Department of Urology, Faculty of Medicine, University Hospital Carl Gustav Carus, Technische Universität Dresden, 01307, Dresden, Germany.
German Society of Urology, UroFors Consortium (Natural Scientists in Urological Research), 14163, Berlin, Germany.
Biol Direct. 2024 Nov 11;19(1):111. doi: 10.1186/s13062-024-00550-6.
Dysregulated androgen receptor (AR) activity is central to various diseases, particularly prostate cancer (PCa), in which it drives tumour initiation and progression. Consequently, antagonising AR activity via anti-androgens is an indispensable treatment option for metastatic PCa. However, despite initial tumour remission, drug resistance occurs. Therefore, the AR signalling pathway has been intensively investigated. However, the role of AR protein stability in AR signalling and therapy resistance has not yet been deciphered. Therefore, this study aimed to investigate the role of AR protein changes in transactivity and assess its mechanism as a possible target in PCa.
LNCaP, C4-2, and 22Rv1 cells were treated with R1881, enzalutamide, cycloheximide, and Rocaglamide. Mass spectrometry analyses were performed on LNCaP cells to identify the pathways enriched by the treatments. Western blotting was performed to investigate AR protein levels and localisation changes. Changes in AR transactivity were determined by qPCR.

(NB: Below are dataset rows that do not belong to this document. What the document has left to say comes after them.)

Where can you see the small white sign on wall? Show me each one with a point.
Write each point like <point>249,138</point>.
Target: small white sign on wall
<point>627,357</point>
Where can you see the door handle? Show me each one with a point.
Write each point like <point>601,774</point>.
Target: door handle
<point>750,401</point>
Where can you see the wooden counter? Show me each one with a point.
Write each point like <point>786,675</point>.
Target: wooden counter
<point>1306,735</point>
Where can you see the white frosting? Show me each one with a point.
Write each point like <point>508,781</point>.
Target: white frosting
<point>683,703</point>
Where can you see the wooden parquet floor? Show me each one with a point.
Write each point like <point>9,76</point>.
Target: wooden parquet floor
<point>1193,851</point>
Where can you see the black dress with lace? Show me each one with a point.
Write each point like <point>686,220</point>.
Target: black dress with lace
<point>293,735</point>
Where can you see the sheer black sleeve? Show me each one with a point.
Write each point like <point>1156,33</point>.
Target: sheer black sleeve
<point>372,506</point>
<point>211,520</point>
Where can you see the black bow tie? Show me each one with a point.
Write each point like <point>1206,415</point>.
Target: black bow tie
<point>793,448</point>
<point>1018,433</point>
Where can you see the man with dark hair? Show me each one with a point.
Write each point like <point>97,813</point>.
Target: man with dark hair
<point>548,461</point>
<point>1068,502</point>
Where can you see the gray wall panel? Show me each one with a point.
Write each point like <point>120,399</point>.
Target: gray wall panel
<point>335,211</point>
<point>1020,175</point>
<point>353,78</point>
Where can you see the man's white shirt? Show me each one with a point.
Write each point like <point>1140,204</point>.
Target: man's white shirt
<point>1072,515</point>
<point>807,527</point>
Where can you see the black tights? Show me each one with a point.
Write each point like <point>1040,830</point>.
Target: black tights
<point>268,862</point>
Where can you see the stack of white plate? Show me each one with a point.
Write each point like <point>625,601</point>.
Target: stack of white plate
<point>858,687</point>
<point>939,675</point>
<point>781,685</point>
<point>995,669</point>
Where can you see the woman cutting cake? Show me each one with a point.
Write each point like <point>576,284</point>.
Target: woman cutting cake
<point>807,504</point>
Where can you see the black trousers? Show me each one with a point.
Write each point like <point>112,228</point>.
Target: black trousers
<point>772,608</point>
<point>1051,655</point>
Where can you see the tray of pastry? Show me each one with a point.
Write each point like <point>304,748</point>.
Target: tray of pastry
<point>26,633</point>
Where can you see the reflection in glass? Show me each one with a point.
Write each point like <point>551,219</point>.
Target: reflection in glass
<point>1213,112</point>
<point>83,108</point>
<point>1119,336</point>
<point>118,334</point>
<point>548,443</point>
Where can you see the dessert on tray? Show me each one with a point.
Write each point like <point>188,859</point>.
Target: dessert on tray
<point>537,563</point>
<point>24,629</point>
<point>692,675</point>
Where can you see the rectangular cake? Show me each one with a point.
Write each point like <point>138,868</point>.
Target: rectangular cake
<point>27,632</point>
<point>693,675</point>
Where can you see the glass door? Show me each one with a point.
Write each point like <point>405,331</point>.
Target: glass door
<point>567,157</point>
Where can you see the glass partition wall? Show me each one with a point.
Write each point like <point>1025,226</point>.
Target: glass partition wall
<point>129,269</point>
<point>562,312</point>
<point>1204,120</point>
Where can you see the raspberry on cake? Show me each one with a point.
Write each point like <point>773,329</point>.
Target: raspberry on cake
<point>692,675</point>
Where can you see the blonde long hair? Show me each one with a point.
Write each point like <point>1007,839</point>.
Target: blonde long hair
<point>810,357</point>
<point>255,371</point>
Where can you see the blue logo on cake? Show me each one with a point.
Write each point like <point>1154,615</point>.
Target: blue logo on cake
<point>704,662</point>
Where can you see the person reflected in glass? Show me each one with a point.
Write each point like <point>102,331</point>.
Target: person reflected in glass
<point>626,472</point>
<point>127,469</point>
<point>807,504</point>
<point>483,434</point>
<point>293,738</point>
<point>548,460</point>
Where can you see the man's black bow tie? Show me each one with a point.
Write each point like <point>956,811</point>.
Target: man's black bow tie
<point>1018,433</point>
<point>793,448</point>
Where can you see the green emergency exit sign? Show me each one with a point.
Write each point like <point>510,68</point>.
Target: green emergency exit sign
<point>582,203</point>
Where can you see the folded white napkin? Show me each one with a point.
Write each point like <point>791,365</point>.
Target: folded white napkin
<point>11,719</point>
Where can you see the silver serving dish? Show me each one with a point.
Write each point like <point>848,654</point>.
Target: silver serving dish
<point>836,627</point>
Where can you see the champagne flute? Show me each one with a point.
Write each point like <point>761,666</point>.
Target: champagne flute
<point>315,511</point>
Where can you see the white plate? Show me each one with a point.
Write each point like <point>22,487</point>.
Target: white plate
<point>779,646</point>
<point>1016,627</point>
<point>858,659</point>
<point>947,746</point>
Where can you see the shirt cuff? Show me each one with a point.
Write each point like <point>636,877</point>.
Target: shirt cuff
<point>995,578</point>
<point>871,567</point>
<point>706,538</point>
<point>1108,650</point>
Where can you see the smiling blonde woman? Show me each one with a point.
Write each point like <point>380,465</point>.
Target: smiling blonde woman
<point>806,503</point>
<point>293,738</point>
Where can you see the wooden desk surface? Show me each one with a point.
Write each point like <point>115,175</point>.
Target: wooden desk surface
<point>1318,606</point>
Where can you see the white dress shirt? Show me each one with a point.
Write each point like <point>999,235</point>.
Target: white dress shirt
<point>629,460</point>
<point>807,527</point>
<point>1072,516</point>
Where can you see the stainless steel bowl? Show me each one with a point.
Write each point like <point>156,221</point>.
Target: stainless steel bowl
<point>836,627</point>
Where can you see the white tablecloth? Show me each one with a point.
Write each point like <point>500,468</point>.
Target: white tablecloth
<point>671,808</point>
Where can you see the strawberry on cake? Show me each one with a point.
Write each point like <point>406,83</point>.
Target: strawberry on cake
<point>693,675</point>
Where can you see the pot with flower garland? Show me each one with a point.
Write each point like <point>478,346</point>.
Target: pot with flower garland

Mass spectrometry analyses were performed on LNCaP cells to decipher the molecular mechanisms underlying androgen- and antiandrogen-induced alterations in the AR protein. Pathway analysis revealed the enrichment of proteins involved in different pathways that regulate translation. Translational and proteasome inhibitor experiments revealed that these AR protein changes were attributable to modifications in translational activity. Interestingly, the effects on AR protein levels in castration-resistant PCa (CRPC) cells C4-2 or enzalutamide-resistant cells 22Rv1 were less prominent and non-existent. This outcome was similarly observed in the alteration of AR transactivation, which was suppressed in hormone-sensitive prostate cancer (HSPC) LNCaP cells by translational inhibition, akin to the effect of enzalutamide. In contrast, treatment-resistant cell lines showed only a slight change in AR transcription.
This study suggests that in HSPC, AR activation triggers a signalling cascade that increases AR protein levels by enhancing its translation rate, thereby amplifying AR activity. However, this mechanism appears to be dysregulated in castration-resistant PCa cells.
雄激素受体(AR)活性失调是多种疾病的核心,尤其是前列腺癌(PCa),它驱动肿瘤的起始和进展。因此,通过抗雄激素拮抗 AR 活性是转移性 PCa 不可或缺的治疗选择。然而,尽管最初肿瘤得到缓解,但仍会发生耐药性。因此,AR 信号通路已被深入研究。然而,AR 蛋白稳定性在 AR 信号和耐药性中的作用尚未被破解。因此,本研究旨在研究 AR 蛋白变化在转录活性中的作用,并评估其作为 PCa 中可能的靶点的机制。
用 R1881、恩扎卢胺、环己酰亚胺和罗卡酰胺处理 LNCaP、C4-2 和 22Rv1 细胞。对 LNCaP 细胞进行质谱分析,以确定治疗方法富集的途径。通过 Western blot 分析研究 AR 蛋白水平和定位变化。通过 qPCR 研究 AR 转录活性的变化。
对 LNCaP 细胞进行质谱分析,以破解雄激素和抗雄激素诱导的 AR 蛋白变化的分子机制。途径分析显示,参与调节翻译的不同途径的蛋白质富集。翻译和蛋白酶体抑制剂实验表明,这些 AR 蛋白变化归因于翻译活性的改变。有趣的是,在去势抵抗性 PCa(CRPC)细胞 C4-2 或恩扎卢胺耐药细胞 22Rv1 中,AR 蛋白水平的变化不明显或不存在。在激素敏感性前列腺癌(HSPC)LNCaP 细胞中,类似地观察到 AR 转录激活的改变,通过翻译抑制抑制 AR 活性,类似于恩扎卢胺的作用。相比之下,耐药细胞系中 AR 转录仅略有变化。
本研究表明,在 HSPC 中,AR 激活触发信号级联反应,通过提高其翻译率增加 AR 蛋白水平,从而放大 AR 活性。然而,这种机制似乎在去势抵抗性 PCa 细胞中失调。